O relatório do IMCCS foi um evidente complemento “militar” à campanha “civil” do aparato ambientalista-indigenista internacional contra o Brasil, em resposta às ações do governo do presidente Jair Bolsonaro para preencher o déficit de soberania do Estado sobre a Região Amazônica (como o definiu o ex-comandante do Exército, general Eduardo Villas Bôas), após décadas de influência pouco contestada do aparato na formulação das políticas ambientais nacionais. A novidade foi a presença de uma “ONG militar” na mesma trincheira com as ONGs ambientalistas-indigenistas e os fundos de ativos e de investimentos internacionais, que têm pressionado fortemente o País, para voltar enquadrá-lo plenamente na agenda “verde-indígena”.
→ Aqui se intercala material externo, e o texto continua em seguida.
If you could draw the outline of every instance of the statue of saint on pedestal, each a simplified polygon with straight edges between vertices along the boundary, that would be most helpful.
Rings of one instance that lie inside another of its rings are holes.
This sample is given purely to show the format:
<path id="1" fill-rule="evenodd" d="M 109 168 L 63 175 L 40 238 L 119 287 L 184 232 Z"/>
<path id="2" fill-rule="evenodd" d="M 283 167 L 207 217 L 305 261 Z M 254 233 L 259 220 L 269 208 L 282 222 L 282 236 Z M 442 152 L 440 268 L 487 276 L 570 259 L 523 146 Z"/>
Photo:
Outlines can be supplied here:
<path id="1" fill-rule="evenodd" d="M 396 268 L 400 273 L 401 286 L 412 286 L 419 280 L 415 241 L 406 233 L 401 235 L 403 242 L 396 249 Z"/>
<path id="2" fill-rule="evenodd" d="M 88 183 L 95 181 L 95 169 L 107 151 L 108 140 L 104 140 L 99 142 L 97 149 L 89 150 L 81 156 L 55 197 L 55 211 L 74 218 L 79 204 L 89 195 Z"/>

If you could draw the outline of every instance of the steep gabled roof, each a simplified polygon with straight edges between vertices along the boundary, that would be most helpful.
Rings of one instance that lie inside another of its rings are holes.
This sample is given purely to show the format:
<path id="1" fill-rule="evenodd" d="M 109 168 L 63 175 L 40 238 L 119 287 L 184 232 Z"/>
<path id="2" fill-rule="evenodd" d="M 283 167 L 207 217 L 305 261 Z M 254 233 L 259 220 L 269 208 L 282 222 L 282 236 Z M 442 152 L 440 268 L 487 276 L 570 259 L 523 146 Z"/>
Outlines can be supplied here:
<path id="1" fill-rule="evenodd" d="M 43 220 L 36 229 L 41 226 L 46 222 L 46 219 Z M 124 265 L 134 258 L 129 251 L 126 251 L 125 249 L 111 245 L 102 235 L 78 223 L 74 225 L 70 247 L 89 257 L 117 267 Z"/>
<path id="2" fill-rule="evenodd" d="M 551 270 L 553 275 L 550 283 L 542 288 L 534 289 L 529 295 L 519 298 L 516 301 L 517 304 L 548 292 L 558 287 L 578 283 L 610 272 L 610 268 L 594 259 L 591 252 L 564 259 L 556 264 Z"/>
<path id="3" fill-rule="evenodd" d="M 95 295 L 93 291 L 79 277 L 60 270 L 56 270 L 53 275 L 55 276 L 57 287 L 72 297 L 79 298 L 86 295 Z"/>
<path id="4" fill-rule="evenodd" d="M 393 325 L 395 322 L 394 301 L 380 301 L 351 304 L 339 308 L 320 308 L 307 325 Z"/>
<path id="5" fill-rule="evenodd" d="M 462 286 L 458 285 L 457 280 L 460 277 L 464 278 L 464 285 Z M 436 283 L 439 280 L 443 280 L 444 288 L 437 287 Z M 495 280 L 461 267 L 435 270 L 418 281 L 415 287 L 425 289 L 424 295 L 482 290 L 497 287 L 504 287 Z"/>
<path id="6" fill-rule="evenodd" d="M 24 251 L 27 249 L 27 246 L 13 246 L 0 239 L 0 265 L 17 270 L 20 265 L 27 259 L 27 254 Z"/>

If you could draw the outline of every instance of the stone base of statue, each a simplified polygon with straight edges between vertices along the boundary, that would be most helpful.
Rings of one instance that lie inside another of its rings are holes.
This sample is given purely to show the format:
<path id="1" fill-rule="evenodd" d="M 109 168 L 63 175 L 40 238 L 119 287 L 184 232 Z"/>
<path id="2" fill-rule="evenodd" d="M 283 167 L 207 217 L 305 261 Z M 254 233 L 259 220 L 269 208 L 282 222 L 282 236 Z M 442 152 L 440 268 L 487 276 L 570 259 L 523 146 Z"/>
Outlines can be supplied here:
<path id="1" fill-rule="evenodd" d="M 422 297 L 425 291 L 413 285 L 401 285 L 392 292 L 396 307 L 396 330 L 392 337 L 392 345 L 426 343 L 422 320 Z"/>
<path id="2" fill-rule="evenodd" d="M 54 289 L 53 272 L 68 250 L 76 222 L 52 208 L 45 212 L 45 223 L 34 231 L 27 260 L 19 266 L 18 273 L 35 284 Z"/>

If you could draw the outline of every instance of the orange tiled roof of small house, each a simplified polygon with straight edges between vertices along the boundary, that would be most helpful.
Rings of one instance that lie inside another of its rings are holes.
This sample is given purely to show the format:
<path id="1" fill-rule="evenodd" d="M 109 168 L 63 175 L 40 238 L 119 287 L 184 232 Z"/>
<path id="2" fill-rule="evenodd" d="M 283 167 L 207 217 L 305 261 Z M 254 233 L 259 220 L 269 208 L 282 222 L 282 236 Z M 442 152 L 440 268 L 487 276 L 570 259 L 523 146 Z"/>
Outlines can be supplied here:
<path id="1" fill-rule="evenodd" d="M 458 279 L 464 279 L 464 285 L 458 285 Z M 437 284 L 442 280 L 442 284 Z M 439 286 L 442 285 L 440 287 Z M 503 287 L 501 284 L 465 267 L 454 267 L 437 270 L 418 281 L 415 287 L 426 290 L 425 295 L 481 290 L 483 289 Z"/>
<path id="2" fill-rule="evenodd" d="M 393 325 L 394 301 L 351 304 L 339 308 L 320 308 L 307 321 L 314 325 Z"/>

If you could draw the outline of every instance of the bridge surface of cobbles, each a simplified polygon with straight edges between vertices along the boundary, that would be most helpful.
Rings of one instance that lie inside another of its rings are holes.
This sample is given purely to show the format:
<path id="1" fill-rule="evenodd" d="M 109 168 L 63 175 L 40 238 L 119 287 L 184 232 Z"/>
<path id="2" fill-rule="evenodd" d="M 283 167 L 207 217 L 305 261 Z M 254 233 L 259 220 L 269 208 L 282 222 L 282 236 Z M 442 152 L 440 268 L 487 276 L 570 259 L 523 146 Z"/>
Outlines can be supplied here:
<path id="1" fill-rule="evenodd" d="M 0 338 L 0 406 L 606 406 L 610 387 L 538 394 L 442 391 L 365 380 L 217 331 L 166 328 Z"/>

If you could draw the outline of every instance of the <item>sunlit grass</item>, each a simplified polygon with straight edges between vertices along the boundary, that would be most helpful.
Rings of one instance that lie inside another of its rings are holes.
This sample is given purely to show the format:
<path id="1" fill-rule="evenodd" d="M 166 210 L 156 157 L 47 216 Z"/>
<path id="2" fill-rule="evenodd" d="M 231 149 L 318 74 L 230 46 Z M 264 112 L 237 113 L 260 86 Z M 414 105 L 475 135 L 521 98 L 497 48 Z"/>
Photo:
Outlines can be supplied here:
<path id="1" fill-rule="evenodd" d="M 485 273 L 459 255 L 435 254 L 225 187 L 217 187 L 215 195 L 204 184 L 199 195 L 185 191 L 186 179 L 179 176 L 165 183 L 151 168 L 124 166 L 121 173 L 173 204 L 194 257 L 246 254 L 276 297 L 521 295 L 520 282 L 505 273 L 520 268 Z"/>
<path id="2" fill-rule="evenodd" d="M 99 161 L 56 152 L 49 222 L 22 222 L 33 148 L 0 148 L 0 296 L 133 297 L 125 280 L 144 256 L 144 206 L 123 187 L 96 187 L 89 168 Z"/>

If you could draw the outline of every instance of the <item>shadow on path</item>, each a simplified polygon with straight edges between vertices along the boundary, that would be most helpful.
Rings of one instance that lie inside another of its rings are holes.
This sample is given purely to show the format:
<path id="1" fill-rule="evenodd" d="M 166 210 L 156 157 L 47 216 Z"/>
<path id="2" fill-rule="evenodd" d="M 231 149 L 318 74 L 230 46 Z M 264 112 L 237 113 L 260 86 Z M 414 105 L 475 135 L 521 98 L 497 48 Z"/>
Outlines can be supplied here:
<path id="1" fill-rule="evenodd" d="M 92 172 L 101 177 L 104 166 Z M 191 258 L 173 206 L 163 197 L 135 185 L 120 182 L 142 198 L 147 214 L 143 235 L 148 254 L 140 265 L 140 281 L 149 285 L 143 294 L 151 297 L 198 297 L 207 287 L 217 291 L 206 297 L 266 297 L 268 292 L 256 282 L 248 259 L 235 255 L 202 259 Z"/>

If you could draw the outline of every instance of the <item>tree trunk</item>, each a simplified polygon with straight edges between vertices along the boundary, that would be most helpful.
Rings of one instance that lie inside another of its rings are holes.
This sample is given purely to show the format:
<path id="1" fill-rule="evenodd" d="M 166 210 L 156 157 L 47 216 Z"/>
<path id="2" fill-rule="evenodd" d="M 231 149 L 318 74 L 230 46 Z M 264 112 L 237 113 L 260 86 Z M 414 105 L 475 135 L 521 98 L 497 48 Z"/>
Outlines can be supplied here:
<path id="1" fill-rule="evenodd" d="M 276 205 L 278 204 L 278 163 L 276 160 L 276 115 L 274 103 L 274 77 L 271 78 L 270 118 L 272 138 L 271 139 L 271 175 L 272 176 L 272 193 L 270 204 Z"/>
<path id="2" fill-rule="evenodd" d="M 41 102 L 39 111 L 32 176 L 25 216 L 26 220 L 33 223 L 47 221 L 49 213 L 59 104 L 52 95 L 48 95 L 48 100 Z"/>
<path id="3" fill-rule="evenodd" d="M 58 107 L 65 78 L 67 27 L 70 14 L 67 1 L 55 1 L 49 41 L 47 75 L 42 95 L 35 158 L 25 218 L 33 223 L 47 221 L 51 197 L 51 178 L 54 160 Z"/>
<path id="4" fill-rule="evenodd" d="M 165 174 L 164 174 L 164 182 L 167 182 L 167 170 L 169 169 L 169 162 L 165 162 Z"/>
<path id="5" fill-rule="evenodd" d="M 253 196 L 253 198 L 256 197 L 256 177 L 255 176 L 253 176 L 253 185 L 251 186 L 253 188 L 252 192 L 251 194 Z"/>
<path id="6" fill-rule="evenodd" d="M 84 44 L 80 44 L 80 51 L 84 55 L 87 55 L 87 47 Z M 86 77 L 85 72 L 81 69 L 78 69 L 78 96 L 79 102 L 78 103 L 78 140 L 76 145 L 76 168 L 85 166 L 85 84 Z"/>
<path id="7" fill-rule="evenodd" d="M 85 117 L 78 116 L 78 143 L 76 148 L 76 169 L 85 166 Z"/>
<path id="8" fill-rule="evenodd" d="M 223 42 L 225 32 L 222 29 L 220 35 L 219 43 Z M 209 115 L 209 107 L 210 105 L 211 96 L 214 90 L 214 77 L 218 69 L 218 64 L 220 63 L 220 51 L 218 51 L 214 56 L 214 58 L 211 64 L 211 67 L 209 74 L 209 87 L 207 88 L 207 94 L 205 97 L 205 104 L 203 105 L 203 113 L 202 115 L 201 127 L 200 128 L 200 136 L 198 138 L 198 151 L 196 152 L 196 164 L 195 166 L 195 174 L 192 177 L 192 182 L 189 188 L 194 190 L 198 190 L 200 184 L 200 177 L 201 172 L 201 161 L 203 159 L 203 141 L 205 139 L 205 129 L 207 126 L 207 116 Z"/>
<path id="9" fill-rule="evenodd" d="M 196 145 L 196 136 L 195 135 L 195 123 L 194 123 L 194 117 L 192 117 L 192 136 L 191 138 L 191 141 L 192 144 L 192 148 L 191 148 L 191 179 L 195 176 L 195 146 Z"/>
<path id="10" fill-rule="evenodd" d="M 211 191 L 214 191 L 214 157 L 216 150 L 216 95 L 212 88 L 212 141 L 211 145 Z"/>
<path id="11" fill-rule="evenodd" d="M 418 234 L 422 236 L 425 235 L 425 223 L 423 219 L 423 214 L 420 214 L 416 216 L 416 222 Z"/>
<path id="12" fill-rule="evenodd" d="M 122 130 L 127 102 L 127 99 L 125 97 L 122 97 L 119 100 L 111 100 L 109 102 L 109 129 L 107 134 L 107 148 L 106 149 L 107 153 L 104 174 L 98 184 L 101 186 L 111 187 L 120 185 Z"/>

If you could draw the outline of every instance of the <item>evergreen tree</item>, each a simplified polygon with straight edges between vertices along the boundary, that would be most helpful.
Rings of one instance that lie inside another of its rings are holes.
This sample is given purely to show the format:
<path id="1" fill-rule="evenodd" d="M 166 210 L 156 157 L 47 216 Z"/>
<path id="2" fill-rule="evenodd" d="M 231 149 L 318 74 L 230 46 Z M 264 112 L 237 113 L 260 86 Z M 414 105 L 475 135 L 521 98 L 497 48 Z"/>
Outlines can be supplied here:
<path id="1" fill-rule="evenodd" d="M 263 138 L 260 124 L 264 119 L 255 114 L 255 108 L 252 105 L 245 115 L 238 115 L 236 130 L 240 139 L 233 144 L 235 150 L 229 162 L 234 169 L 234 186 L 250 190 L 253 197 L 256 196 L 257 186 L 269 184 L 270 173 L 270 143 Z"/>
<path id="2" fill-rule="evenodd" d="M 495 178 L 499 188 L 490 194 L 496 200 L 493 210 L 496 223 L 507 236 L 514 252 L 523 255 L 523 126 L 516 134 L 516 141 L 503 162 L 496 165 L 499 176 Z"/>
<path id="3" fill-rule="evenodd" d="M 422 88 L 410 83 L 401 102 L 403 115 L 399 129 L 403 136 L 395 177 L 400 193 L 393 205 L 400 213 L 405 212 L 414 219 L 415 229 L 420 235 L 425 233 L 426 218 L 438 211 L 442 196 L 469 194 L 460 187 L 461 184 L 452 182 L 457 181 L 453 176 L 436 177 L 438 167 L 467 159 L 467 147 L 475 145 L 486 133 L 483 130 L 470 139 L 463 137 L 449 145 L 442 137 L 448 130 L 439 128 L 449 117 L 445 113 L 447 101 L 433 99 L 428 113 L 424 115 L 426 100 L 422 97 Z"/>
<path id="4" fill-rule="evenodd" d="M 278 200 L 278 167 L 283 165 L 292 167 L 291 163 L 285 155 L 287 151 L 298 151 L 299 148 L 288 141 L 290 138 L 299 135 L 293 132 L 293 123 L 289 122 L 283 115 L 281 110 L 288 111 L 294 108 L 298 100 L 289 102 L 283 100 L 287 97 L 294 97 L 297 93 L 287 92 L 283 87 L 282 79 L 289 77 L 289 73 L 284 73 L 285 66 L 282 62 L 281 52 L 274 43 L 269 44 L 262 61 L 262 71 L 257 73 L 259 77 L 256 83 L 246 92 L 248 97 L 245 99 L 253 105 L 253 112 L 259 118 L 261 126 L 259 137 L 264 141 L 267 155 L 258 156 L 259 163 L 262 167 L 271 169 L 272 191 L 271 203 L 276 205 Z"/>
Em todo esse contexto, é da maior relevância ressaltar o veto da Federação Russa, em dezembro último, a uma resolução proposta pela Irlanda e pelo Níger, com apoio dos EUA, Reino Unido e França, propondo que as questões climáticas fossem integradas à agenda da segurança internacional. Em sua recente visita a Moscou, Bolsonaro ressaltou a relevância do fato para o Brasil.

 

Não se está aqui sugerindo que a OTAN representar uma futura ameaça militar direta para a Amazônia. De fato, a região já vem experimentando uma intensa ofensiva de guerra híbrida desde o final da década de 1980, sob a ação de um exército irregular de organizações não-governamentais (ONGs), a grande maioria de países membros da OTAN, criando autênticas “zonas de exclusão econômica” e de soberania limitada na região mais carente de desenvolvimento do País.

 

Desafortunadamente, empresas e instituições que deveriam funcionar como sustentáculos da ação nacional na Amazônia, em iniciativas e projetos produtivos verdadeiramente capazes de levar a região a um patamar superior de desenvolvimento socioeconômico, têm contribuído para financiar tais forças irregulares de ocupação – casos da Petrobras, Vale, BNDES e outras, que têm aportado polpudas doações a ONGs engajadas nessa campanha antinacional. Em realidade, em vez da “desintrusão”, termo pejorativo usado por aqueles combatentes irregulares para qualificar os residentes de terras reivindicadas para povos indígenas, o que se necessita é de uma “desonganização” da Amazônia.